According to the illustrated embodiment, when middle subassembly 650 is assembled together with proximal subassembly 610, second sealing surface ss2 is bonded to junction portion 661 and abuts first contact surface cs1 , shank 681 extends within a lumen of middle subassembly 650, and first coiled conductor 601 extends within a lumen of second coiled conductor 602. Although not shown, each of coiled conductors 601 , 602 includes insulation for electrical isolation, for example, an insulative sleeve that extends around each and/or a jacket of insulation formed around individual wire filars thereof. Furthermore, with reference back to Figure 2C, a portion of a lumen of proximal subassembly 610 that extends beneath first sealing surface ss1 may be configured like proximal lumen 250 of proximal subassembly 210, for example, to accommodate the assembly therewith of terminal connector pin 1 10, retainer 360, conductor 301 and insulative sleeve 41 of the inner assembly described in conjunction with Figures 2C, 3 and 4B.
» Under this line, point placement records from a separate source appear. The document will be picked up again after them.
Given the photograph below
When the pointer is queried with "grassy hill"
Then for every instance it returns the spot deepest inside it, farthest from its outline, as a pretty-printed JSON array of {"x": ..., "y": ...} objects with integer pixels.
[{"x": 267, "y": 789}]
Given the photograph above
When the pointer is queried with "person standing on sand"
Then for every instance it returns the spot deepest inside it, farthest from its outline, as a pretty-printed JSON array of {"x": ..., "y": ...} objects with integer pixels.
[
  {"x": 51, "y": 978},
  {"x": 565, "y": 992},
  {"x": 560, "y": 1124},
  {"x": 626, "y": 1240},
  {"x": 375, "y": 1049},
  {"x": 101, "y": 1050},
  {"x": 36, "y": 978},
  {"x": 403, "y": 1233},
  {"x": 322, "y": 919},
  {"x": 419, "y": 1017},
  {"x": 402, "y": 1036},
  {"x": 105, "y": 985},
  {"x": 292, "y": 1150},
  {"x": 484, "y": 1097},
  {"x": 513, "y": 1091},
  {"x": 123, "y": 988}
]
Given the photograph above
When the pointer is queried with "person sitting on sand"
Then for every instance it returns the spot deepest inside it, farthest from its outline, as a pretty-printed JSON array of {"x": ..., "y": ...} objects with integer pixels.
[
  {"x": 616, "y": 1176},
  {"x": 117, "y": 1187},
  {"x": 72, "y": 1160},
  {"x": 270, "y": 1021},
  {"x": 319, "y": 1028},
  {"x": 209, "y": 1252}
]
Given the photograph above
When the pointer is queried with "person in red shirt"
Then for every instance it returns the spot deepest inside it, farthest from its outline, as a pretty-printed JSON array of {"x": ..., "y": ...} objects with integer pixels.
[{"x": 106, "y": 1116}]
With further reference to Figure 6, when the connector assembly includes distal subassembly 320, assembled per arrow A, adjacent to middle subassembly 650, third contact surface cs3 is inactive, as described above in conjunction with Figures 4A-B; but, when the connector assembly includes distal subassembly 520, assembled per arrow B, adjacent to middle subassembly 650, third contact surface cs3 is active. Figure 6 illustrates a third coiled conductor 603 mounted around shank 578 of distal subassembly 520, for example, to couple third contact surface cs3, via conductor 303, to optional second high voltage stimulation electrode hse2 in lead 100 of Figure 1A, as described above in conjunction with Figure 5. In the completed connector assembly, third sealing surface ss3 of either distal subassembly 320, 520 is bonded to junction portion 665 of middle subassembly 650 so that third sealing surface ss3 abuts second contact surface cs2, and an entirety of each of the first, second, and third contact surfaces cs1 - cs3, and of each of the first, second, third, and fourth sealing surfaces ss1 -ss4 defines the above-described uniform outer diameter D for the connector assembly. Finally, with reference back to Figure 4A, when distal subassembly 320 is employed in the connector assembly of Figure 6, optional strain relief tubing 406 may also be employed in conjunction therewith, as described above.

In the foregoing detailed description, the invention has been described with reference to specific embodiments. However, it may be appreciated that various modifications and changes can be made without departing from the scope of the invention as set forth in the appended claims.